Mélange Travel & Lifestyle Magazine April 2017 | Page 416

Saint Lucia’s National Dance by St. Lucia’s Cultural Development Foundation S aint Lucia with its rich historical background, boasts of a culture that reflects a good mix of European and African presence in the island. Our European cultural heritage was adopted because Saint Lucia changed hands fourteen times between the British and French. Slavery also left us with enough to enjoy from our African ancestors. The Traditional dances of European origin include the following: Waltz, Moolala, Scottish, Minuet, Wedova, Polka, Lancers, Norwegean, Italian Polka, Quadrille It has been acknowledged that there are many regional variations of traditional dances. While we have kept the original names of most of these dances, it must be noted how the Scottish and Wedova came about. The “Schottische”, (shottish), originated in Germany and, therefore, is a German folk dance. It was later known in the other neighbouring European countries as the Scottish. As our ancestors sought to pass on their own folk dances to us, it was taught to us as the Scottish.
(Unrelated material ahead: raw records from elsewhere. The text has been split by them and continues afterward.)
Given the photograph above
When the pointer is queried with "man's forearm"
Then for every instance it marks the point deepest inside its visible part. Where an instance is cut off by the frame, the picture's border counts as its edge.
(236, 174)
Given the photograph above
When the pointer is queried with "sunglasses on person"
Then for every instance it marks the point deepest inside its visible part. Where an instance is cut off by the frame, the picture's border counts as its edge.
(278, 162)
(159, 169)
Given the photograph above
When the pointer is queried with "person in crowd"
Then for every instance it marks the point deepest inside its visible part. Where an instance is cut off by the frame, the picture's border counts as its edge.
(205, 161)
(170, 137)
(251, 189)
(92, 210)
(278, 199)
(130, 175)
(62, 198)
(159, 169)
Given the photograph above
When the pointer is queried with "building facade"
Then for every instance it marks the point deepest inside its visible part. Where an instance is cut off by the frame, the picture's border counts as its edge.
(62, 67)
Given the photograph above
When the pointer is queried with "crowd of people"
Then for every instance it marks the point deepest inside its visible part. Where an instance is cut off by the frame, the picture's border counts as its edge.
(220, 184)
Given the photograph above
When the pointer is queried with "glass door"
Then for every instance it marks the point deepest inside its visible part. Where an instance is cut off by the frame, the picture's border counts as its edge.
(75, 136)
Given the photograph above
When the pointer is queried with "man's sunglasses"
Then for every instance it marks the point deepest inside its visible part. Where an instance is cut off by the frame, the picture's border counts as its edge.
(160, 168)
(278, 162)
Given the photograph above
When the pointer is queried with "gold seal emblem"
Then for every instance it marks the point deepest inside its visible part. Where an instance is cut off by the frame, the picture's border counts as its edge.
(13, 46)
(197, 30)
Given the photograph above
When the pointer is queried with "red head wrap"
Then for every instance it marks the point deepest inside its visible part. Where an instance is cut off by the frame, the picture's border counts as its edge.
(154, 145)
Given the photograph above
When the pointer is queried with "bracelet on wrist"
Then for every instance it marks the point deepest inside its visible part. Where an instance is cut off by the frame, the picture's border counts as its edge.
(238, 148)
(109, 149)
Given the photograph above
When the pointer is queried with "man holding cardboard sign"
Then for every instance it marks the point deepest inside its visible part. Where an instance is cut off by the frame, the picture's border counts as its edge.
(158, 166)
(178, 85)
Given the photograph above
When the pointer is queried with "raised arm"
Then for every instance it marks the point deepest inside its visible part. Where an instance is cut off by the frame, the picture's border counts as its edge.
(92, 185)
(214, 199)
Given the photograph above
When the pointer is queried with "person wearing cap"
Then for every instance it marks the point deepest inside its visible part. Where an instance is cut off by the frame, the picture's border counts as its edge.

The Wedova is derived from the French folk dance known as the “Redowa’’, (French words beginning with re carry the sound in wi in creole; and w in the French alphabet is called double v, hence the v sound for the w in Redowa). Some refer to this dance as the Edova, while some refer to it as the heel-toe waltz. The Norwegean, a reel, is a Scottishfolk dance from Norway. Dances such as the La Comette, Quibish and the Grand Rond, while they have their origins from Europe, they are indigenous to us, in Saint Lucia. Besides those dances identified earlier, there are also the Faci or Facio, the Pique Waltz and the Mapa that are not very popular; the latter being danced during La Rose and La Marguerite séances (practice sessions) and during presentations on the days of the Festival days.